Ein einzigartiges Merkmal der Simulation war die Integration von Live-Experteninputs neben einem kontextabhängigen KI-Berater. Das KI-Tool lieferte forschungsgestützte Daten und thematische Anleitungen in Echtzeit und stützte sich dabei auf eine kuratierte Datenbank. Zusätzlich testete eine separate KI-Engine die Ideen und Ansätze der Teilnehmer, indem sie realistische Ergebnisse simulierte.
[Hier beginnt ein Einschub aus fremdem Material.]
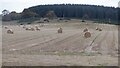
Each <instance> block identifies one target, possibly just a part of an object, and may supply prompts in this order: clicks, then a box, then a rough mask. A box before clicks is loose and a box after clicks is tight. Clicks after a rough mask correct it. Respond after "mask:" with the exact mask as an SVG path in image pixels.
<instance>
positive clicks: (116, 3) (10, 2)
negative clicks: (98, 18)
mask: <svg viewBox="0 0 120 68" xmlns="http://www.w3.org/2000/svg"><path fill="white" fill-rule="evenodd" d="M119 1H120V0H0V14H1V13H2V10H4V9H7V10H9V11H10V12H11V11H16V12H22V11H23V9H24V8H29V7H31V6H36V5H45V4H68V3H70V4H89V5H104V6H110V7H111V6H112V7H118V2H119Z"/></svg>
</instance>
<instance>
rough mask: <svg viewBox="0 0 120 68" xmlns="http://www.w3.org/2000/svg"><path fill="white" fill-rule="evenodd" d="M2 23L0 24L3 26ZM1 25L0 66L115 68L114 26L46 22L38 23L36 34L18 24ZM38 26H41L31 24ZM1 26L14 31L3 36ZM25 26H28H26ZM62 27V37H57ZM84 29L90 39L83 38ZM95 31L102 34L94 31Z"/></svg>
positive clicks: (33, 32) (88, 22) (4, 29)
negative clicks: (88, 32)
mask: <svg viewBox="0 0 120 68" xmlns="http://www.w3.org/2000/svg"><path fill="white" fill-rule="evenodd" d="M3 23H4V22H3ZM6 23H7V22H5V24H3V29H2V37H3V38H2V54H3V59H2V65H3V66H10V65H11V66H13V65H14V66H57V65H68V66H71V65H77V66H91V65H95V66H117V65H118V26H116V25H109V24H96V23H92V21H86V23H87V24H86V23H84V22H80V21H79V20H74V19H73V20H70V21H68V22H57V21H50V23H42V24H43V25H44V26H43V27H41V26H40V28H41V30H40V31H27V30H25V29H24V28H22V27H21V26H19V25H18V24H16V25H13V24H12V25H11V24H9V22H8V23H7V24H6ZM34 25H41V24H31V26H34ZM4 26H8V28H9V29H12V30H13V31H14V34H7V30H6V29H5V28H4ZM27 26H29V25H27ZM59 27H62V29H63V33H60V34H59V33H57V30H58V28H59ZM86 27H87V28H88V29H89V31H90V33H91V37H90V38H85V37H84V32H83V30H84V29H85V28H86ZM96 27H100V28H102V31H97V30H95V29H96Z"/></svg>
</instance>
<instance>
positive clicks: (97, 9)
mask: <svg viewBox="0 0 120 68" xmlns="http://www.w3.org/2000/svg"><path fill="white" fill-rule="evenodd" d="M119 10H120V9H119V8H115V7H105V6H99V5H82V4H53V5H37V6H32V7H29V8H26V9H24V10H23V11H22V12H21V13H19V14H20V19H25V18H31V17H49V18H50V17H53V16H55V17H64V18H78V19H89V20H104V21H119V15H120V14H119V13H120V12H119Z"/></svg>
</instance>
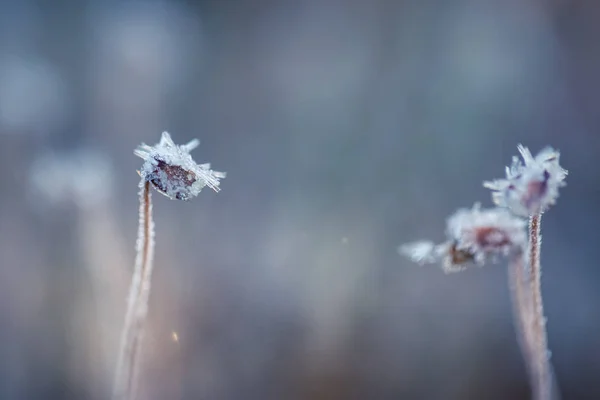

Die kombinierte Unterstützung durch Experten und KI befähigte die Teilnehmer, komplexe politische Entscheidungen mit größerer Präzision und Tiefe zu treffen.
Zu den wichtigsten Ergebnissen der Sitzung gehörten die Ermittlung von Anreizen für neue Verhandlungen, Vorschläge für internationale Aufsichts- und Stabilitätsmaßnahmen sowie Strategien zur Förderung der wirtschaftlichen Entwicklung und der regionalen Zusammenarbeit.